I know we've heard a lot about body checks and their increasing prevalence, but I think the notion of a "soft" body check gets lost in the quibbling over what constitutes a "true" body check. Body checks, for the few people unfamiliar, are a functional-yet-obnoxious way to create difficulty. You design a mechanic in such a way that you kill the entire party if one person messes up or is dead. Towers in P10S is one; there are 8 towers. If ONE person is out of place or dead when the 8 slots open up, it explodes and basically kills everyone. There are no shields or mitigation that rescues it. You watch the empty spot, look at your healing and support kit and think, "well great. I can't do anything to stop this. We're all just going to die." Body check mechanics have been devaluing reactive play and caster raise utility all expansion.

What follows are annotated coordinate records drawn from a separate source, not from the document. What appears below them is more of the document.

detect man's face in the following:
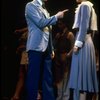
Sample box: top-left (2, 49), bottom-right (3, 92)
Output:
top-left (42, 0), bottom-right (48, 2)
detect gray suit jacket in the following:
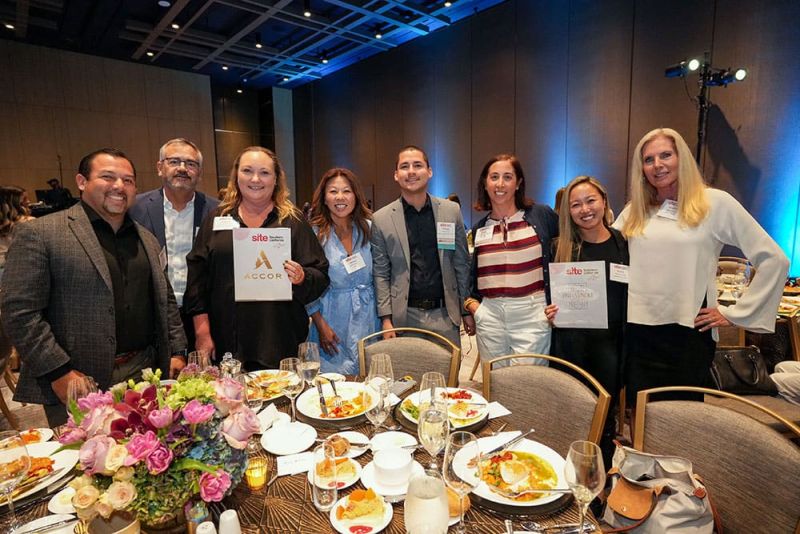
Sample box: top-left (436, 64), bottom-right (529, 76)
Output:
top-left (0, 203), bottom-right (186, 404)
top-left (128, 187), bottom-right (219, 248)
top-left (371, 196), bottom-right (470, 327)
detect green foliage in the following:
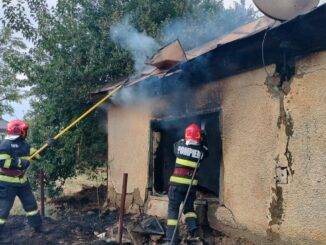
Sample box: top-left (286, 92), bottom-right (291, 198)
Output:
top-left (3, 0), bottom-right (253, 194)
top-left (0, 28), bottom-right (25, 117)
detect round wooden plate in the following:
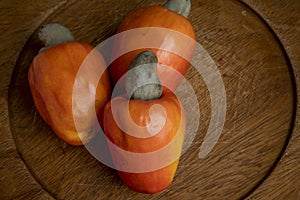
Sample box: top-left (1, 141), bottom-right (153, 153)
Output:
top-left (0, 0), bottom-right (300, 199)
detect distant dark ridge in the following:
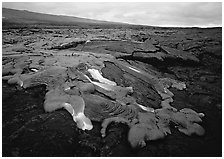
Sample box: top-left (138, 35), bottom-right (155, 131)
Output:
top-left (2, 8), bottom-right (222, 30)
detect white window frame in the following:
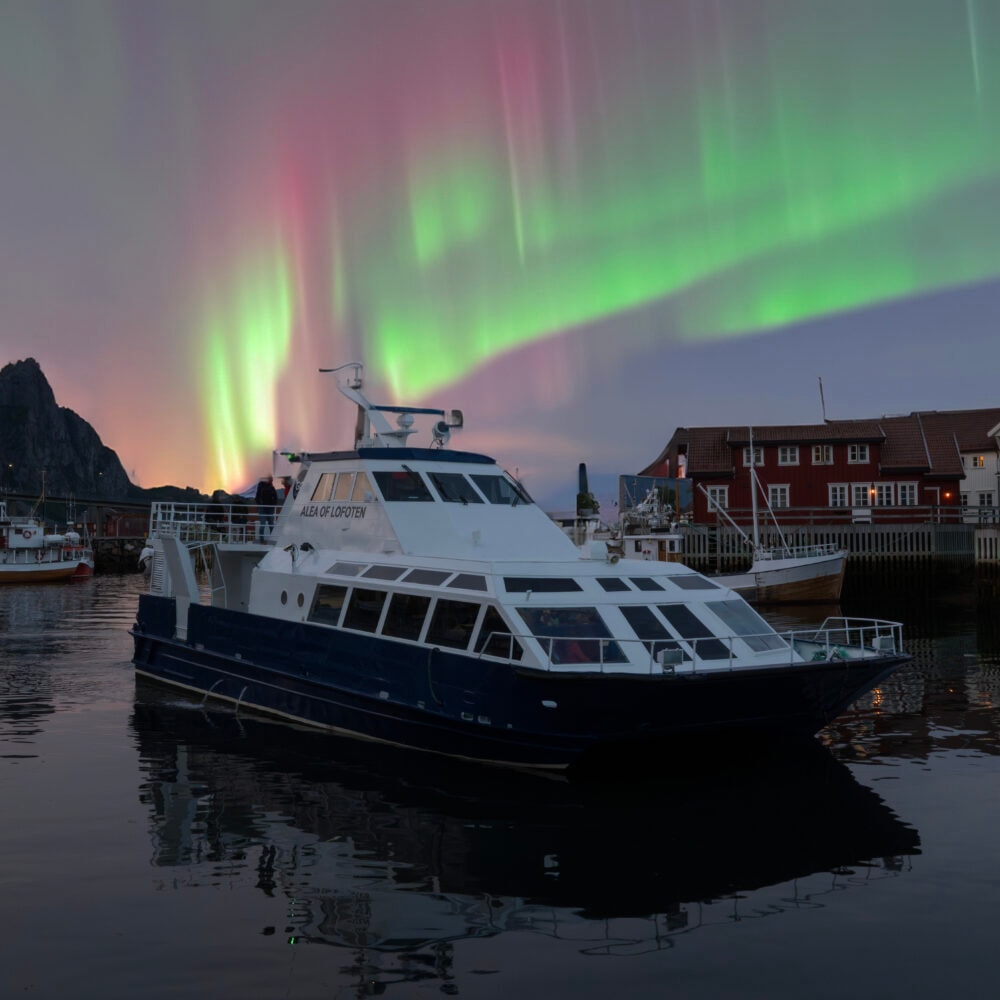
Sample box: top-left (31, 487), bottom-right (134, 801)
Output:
top-left (767, 483), bottom-right (791, 509)
top-left (705, 486), bottom-right (729, 514)
top-left (851, 483), bottom-right (874, 507)
top-left (826, 483), bottom-right (851, 507)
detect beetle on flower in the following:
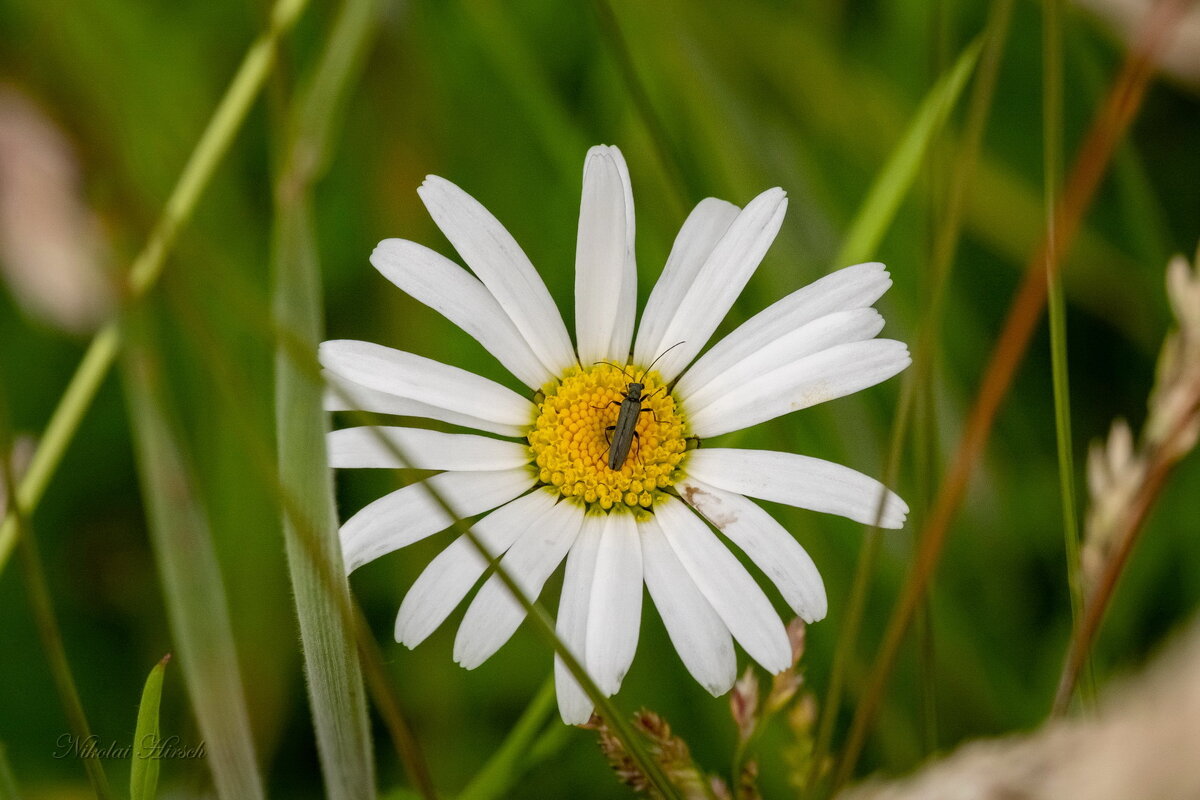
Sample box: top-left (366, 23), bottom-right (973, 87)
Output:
top-left (320, 146), bottom-right (910, 723)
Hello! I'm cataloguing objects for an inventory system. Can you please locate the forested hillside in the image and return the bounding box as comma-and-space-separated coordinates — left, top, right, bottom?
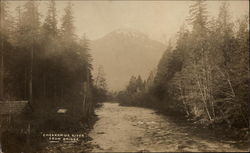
90, 29, 165, 90
118, 1, 249, 139
0, 0, 106, 123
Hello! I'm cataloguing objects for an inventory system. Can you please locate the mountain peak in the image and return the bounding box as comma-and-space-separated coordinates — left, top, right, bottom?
108, 28, 148, 39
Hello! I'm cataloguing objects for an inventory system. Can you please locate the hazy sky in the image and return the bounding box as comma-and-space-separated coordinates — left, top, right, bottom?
10, 0, 249, 42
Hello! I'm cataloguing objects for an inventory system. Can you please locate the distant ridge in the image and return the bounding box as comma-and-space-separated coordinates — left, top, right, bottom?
90, 29, 166, 90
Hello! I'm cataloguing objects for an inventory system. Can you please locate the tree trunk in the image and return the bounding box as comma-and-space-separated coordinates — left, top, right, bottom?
29, 44, 34, 104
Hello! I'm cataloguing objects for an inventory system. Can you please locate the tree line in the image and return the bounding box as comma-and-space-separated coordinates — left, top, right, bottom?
118, 1, 249, 138
0, 0, 107, 122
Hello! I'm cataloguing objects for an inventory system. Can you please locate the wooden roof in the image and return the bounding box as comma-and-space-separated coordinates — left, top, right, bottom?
0, 101, 28, 115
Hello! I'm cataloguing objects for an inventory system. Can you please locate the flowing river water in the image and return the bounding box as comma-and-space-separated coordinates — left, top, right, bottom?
90, 103, 247, 152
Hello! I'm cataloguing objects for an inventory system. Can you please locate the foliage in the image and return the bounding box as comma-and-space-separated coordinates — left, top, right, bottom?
118, 1, 249, 137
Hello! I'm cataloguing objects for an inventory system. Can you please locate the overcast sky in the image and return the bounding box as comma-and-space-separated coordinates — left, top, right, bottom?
9, 0, 249, 42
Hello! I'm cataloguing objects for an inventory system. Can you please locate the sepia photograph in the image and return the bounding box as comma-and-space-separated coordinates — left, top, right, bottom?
0, 0, 250, 153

What I'd call a "soft" body check is perhaps even more prevalent than "true" body checks. Sometime after Heavensward, I can't remember when, Square changed a piece of design philosophy, presumably to curb cheese strategies. E.g. if someone gets a stack marker and dies, the stack marker just moves to someone else. Light party stacks that target both healers: if one healer dies, well good luck. The other stack is going to hit a random person and you have zero way of telling or truly mitigating the effects from it. While the ubiquitous (and getting rather stale, come on Square) Healer Light Party Stack With Magic Vulnerability isn't exactly a body check, since you probably won't wipe to it, it's still yet another mechanic that the healer defensive kits can do sweet F-all about. Sure the party may or may not wipe...but some random Dragoon might get the party stack alone in the corner, with zero forewarning and a guaranteed instant death even if you unload what you can. Partner fire stacks in P9? If one person's dead, sucks to be you. Someone might take it alone and just die. It might move onto a random pair and just kill those two, no saving them other than the Raise afterward.

Difficult content should be difficult, sure, but Square's design philosophy hasn't done jack to alleviate the boring healer job design. As much as I harp on boring kit design (and BOY is it boring), the fight design is really hostile to player agency. Potential to rescue a flagging run is more often down to how fast you can raise people and heal them up, not how well you can keep the party actually consistently alive. That part is pre-planned. Mistakes are punished by death, followed by the unpreventable death of 1-7 more people because soft and hard body checks are waaaaaaay too rampant.